I would’ve thought that Jesus would’ve moved my family to Haiti before he moved us to our current neighborhood. many days i think we’d actually fit in better in Haiti.  But there is no doubt in our minds that He wants us right here, right now. And that might mean that I just have to ignore the cries of my fellow believers to start getting radical and instead choose to believe the cry of Jesus over me, “my radical child, take care of your children. love your (rich) neighbor. Enjoy your most important job as a mommy and a wife and a friend.”

So lets encourage one another and build each other up as we all enter into our own unique calling.

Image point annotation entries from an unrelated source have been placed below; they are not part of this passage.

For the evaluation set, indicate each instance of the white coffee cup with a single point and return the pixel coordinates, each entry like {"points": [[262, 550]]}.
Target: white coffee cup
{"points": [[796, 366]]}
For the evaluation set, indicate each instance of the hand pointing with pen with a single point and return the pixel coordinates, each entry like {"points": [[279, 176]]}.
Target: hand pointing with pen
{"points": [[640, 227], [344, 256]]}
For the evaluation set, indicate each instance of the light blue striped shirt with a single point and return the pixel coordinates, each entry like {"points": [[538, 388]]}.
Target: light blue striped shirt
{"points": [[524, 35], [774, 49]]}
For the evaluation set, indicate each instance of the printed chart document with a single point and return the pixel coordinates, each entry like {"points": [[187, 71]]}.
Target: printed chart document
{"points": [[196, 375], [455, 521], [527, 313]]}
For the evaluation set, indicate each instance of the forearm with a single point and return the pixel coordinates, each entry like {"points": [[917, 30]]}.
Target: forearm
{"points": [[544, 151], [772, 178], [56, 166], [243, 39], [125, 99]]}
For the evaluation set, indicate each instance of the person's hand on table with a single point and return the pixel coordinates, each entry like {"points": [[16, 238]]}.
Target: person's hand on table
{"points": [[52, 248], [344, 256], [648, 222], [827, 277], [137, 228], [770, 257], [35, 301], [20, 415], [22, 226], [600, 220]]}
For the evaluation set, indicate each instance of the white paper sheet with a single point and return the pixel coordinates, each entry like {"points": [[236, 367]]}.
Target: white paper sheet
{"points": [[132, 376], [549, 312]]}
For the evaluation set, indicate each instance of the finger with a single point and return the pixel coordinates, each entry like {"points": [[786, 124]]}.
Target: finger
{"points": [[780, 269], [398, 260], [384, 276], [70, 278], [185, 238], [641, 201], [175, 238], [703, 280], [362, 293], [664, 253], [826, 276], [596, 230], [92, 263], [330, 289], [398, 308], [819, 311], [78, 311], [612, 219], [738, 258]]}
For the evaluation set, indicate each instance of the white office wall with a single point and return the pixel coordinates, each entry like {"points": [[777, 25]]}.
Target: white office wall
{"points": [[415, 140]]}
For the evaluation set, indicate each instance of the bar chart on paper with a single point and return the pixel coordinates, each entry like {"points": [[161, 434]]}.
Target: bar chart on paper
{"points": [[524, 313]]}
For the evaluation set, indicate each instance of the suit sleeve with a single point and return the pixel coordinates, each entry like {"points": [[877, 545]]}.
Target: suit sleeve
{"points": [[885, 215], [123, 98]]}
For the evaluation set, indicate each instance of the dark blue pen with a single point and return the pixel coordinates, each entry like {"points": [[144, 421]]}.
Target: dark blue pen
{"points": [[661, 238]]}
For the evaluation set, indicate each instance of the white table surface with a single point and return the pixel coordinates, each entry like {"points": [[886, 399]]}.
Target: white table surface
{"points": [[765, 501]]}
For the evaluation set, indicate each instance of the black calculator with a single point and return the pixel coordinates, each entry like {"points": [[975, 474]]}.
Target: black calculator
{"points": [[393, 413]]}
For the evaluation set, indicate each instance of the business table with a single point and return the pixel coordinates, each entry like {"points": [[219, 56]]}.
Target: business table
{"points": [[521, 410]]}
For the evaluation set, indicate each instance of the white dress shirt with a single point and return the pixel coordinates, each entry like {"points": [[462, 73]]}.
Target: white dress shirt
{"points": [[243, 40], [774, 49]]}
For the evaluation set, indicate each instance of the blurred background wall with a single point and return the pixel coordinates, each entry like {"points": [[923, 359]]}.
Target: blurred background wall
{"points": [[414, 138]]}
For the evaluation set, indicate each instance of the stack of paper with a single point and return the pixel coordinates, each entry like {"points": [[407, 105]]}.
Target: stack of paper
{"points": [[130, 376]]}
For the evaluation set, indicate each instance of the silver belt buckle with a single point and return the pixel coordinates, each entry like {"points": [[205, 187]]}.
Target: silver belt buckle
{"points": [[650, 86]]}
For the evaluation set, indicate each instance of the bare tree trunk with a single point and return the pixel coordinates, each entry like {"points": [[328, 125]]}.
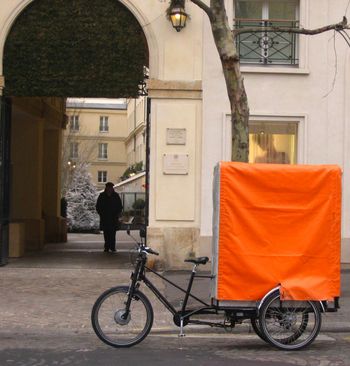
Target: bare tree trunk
{"points": [[225, 44]]}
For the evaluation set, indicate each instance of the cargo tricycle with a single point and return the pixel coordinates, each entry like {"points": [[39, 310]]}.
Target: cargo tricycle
{"points": [[273, 282]]}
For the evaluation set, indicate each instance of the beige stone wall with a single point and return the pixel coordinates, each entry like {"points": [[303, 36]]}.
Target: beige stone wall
{"points": [[36, 138], [135, 141]]}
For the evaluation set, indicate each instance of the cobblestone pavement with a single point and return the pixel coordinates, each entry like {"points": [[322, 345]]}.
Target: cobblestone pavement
{"points": [[46, 300]]}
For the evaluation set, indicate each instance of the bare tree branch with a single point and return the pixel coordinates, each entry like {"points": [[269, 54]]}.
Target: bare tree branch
{"points": [[337, 27], [205, 8]]}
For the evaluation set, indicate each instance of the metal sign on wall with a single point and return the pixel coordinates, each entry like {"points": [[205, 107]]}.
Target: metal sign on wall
{"points": [[176, 164]]}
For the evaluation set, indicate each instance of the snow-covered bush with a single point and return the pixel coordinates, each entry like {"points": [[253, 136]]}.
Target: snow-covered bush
{"points": [[81, 198]]}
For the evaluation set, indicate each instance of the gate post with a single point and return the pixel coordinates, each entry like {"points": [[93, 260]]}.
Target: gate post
{"points": [[5, 127]]}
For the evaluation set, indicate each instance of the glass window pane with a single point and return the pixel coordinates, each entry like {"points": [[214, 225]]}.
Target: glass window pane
{"points": [[248, 9], [273, 142], [285, 10]]}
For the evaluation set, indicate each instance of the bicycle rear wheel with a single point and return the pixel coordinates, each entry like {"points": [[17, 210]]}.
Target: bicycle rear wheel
{"points": [[289, 325], [110, 323]]}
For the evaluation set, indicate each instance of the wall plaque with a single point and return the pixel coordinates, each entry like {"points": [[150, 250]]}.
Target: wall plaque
{"points": [[176, 136], [175, 164]]}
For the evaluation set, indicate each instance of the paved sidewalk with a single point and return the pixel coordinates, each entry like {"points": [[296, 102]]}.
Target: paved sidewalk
{"points": [[53, 291]]}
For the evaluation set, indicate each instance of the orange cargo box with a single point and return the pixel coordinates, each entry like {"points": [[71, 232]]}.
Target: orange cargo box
{"points": [[276, 225]]}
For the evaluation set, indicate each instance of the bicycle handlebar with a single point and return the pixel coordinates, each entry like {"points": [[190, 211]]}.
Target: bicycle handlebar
{"points": [[150, 250]]}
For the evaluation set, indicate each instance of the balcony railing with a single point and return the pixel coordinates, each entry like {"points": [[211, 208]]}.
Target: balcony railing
{"points": [[266, 46]]}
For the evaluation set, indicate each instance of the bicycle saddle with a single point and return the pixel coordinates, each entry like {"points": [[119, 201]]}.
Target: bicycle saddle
{"points": [[199, 260]]}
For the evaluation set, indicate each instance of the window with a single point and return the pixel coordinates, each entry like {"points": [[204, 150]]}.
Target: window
{"points": [[74, 123], [74, 148], [273, 142], [102, 176], [102, 151], [103, 124], [267, 48]]}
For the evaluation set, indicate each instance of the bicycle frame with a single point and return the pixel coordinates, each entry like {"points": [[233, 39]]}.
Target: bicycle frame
{"points": [[182, 317]]}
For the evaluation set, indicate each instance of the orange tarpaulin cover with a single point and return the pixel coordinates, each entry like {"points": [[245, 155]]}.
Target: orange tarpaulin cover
{"points": [[279, 225]]}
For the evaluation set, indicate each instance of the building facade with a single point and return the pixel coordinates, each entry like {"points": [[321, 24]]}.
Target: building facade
{"points": [[298, 92], [96, 134]]}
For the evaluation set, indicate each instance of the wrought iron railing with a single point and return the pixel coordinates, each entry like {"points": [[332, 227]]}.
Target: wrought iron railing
{"points": [[266, 46]]}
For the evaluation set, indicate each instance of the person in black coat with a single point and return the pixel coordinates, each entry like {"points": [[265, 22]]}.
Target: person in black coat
{"points": [[109, 207]]}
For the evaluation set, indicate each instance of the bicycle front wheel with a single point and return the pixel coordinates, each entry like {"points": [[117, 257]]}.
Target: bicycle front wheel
{"points": [[113, 326], [289, 325]]}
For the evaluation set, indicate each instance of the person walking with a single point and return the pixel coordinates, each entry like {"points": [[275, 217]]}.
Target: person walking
{"points": [[109, 207]]}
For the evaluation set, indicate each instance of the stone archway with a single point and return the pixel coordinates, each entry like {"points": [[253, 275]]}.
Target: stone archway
{"points": [[74, 48], [56, 49]]}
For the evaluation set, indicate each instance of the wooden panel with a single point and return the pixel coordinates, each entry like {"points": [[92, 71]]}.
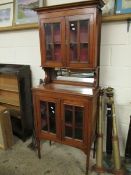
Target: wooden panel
{"points": [[9, 97], [8, 82]]}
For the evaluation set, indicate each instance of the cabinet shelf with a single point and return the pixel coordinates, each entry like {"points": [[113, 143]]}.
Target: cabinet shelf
{"points": [[109, 18], [8, 103]]}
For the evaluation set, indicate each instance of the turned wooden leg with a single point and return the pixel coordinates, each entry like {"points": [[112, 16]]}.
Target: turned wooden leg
{"points": [[87, 162], [38, 147]]}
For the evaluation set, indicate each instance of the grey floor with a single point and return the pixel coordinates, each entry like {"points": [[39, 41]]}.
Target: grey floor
{"points": [[56, 160]]}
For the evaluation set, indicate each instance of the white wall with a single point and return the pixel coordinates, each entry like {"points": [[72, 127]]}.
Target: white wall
{"points": [[115, 61], [22, 47]]}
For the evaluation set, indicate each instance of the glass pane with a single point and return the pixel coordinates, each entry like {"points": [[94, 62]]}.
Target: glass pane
{"points": [[73, 32], [78, 134], [68, 132], [43, 110], [56, 33], [48, 34], [49, 52], [57, 52], [79, 117], [84, 52], [52, 117], [83, 31], [68, 114], [73, 52]]}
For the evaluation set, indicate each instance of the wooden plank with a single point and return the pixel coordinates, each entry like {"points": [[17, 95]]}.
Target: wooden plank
{"points": [[6, 135], [19, 27]]}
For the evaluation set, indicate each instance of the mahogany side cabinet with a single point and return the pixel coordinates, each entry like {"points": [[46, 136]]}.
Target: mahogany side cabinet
{"points": [[65, 104]]}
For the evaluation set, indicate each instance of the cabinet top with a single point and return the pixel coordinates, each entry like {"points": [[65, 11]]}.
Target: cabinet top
{"points": [[67, 89], [98, 3], [12, 68]]}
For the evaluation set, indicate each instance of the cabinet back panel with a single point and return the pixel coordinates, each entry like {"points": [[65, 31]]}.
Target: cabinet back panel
{"points": [[8, 82], [9, 97]]}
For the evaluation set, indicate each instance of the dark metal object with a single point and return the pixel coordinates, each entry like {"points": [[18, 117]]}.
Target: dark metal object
{"points": [[128, 144], [22, 126], [109, 130]]}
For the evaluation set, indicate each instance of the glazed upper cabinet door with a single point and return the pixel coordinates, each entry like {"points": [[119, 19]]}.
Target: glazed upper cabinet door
{"points": [[79, 39], [52, 35]]}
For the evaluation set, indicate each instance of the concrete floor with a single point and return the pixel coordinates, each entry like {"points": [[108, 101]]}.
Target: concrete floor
{"points": [[56, 160]]}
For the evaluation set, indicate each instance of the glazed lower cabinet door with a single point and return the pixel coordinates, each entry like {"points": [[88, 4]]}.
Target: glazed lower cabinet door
{"points": [[48, 118], [74, 121]]}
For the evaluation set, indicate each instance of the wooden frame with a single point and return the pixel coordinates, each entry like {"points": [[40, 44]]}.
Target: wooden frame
{"points": [[6, 14], [23, 12], [123, 6]]}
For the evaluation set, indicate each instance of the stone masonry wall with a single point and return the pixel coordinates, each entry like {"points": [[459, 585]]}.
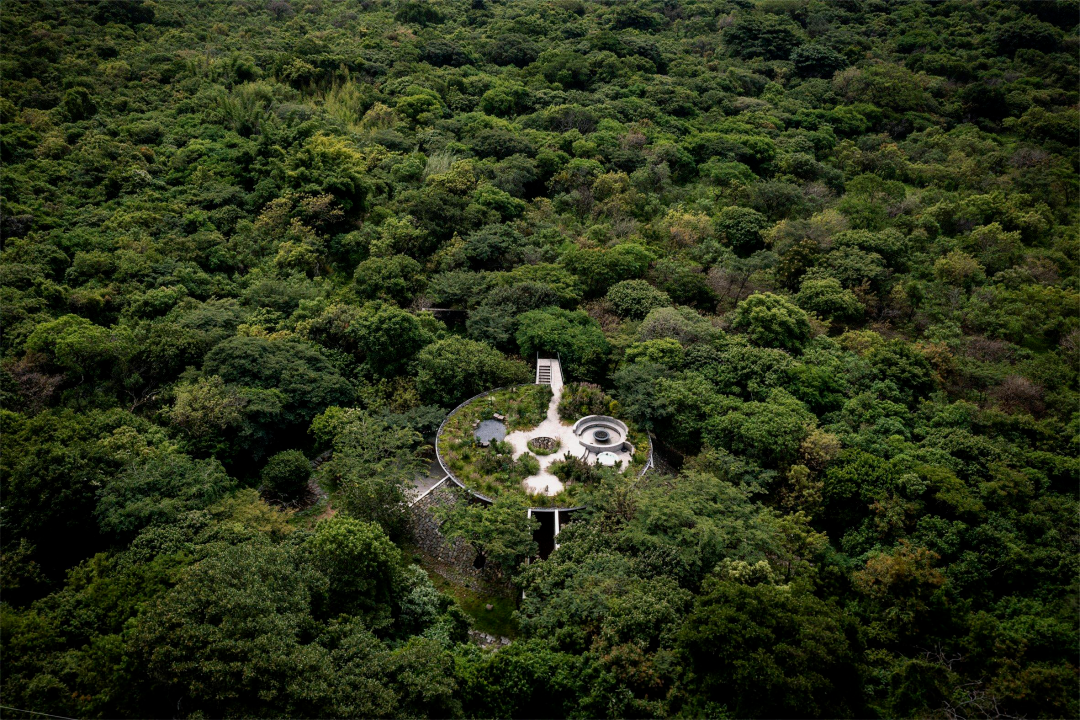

Let’s stop playing God and telling each other what we are supposed to be doing, but instead remind each other just how much we are loved and adored by the King of the universe.

Bella asked me the other day if I thought that satan knows how much Jesus loves him. It is an absurdly profound question…one that I’ve never thought about before. Jesus loving satan? But as I pondered and talked with her about it, i told her that no, I didn’t think satan knows how much Jesus loves him because if he did know, then his life and purpose here would look drastically different.

It’s no different for us. When we know how much we are loved by Jesus, it moves us out. That’s ministry. That’s radical. We love because He first loved us. It doesn’t get more radical than that. And ministry can take on many many forms, and for me right now, my radical ministry just happens to be to the 3 little crazies whom I get to call my children, and  to my new neighbors who I get to call friends!

This post…its been stirring for months. And today I write it more for myself than any of you.  :)  I need to remember this. I need to know that there is value…GREAT value…in “just” being a mommy. That living radically for Jesus can look different for different people. And that God, above all else, wants us to know how radical His love for us is, and wants that radical love to be the motivation for our radical lives. Not to prove something to ourselves, other people, or Him. But to be faithful and intentional in the places He’s put us and with the people that He’s given us. So I hope this frees you the way it frees me, to dwell contently exactly where He’s got me, doing the unique job that He’s given me to do.

thanks for letting me spill.  i would love to hear your thoughts too!